While much of Costa Rica has been stripped of its forests, the country has managed to protect a larger proportion of its land than any other country in the world. In 1970 there came a growing acknowledgment that something unique and lovely was vanishing, and a systematic effort was begun to save what was left of the wilderness. That year, the Costa Ricans formed a national park system that has won worldwide admiration. Costa Rican law declared inviolate 10.27 percent of a land once compared to Eden; an additional 17 percent is legally set aside as forest reserves, "buffer zones," wildlife refuges, and Indian reserves. Throughout the country representative sections of all the major habitats and ecosystems are protected for tomorrow's generations. The National Conservation Areas System (SINAC; see below) protects more than 186 areas, including--at press time--32 national parks, eight biological reserves, 13 forest reserves, and 51 wildlife refuges.

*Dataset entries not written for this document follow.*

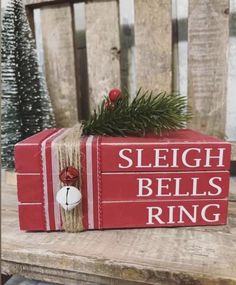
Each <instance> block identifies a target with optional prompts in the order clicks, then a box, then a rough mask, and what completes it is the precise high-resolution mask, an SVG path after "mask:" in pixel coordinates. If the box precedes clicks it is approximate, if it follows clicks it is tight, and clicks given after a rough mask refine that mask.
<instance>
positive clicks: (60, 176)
mask: <svg viewBox="0 0 236 285" xmlns="http://www.w3.org/2000/svg"><path fill="white" fill-rule="evenodd" d="M59 178H60V180H61V182H63V183H64V184H66V185H72V184H74V183H75V182H76V180H78V179H79V171H78V170H77V169H76V168H74V167H72V166H68V167H66V168H64V169H63V170H62V171H61V173H60V175H59Z"/></svg>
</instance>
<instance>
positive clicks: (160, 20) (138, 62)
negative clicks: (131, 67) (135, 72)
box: [134, 0, 172, 92]
mask: <svg viewBox="0 0 236 285" xmlns="http://www.w3.org/2000/svg"><path fill="white" fill-rule="evenodd" d="M134 35H135V55H136V57H135V64H136V87H137V89H139V88H140V87H142V88H143V89H145V90H146V89H157V90H158V91H167V92H169V91H170V90H171V74H172V72H171V58H172V47H171V35H172V33H171V1H170V0H135V1H134Z"/></svg>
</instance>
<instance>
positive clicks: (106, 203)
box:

The Yellowstones and Yosemites of Costa Rica--the lure for 90 percent of all visitors to the park system--are Manuel Antonio, with its beautiful beaches; Braulio Carrillo, with its rainforest beside a highway; Tortuguero, a watery, forested world teeming with wildlife; Irazú, where on a clear day you can see both the Caribbean and the Pacific; and Poás, where you can peer into a steaming crater and see the earth's crust being rearranged.
Besides providing Costa Ricans and foreign travelers with the privilege of admiring and studying the wonders of nature, the national parks and reserves protect the soil and watersheds and harbor an estimated 75 percent of all Costa Rica's species of flora and fauna, including species that have all but disappeared in neighboring countries.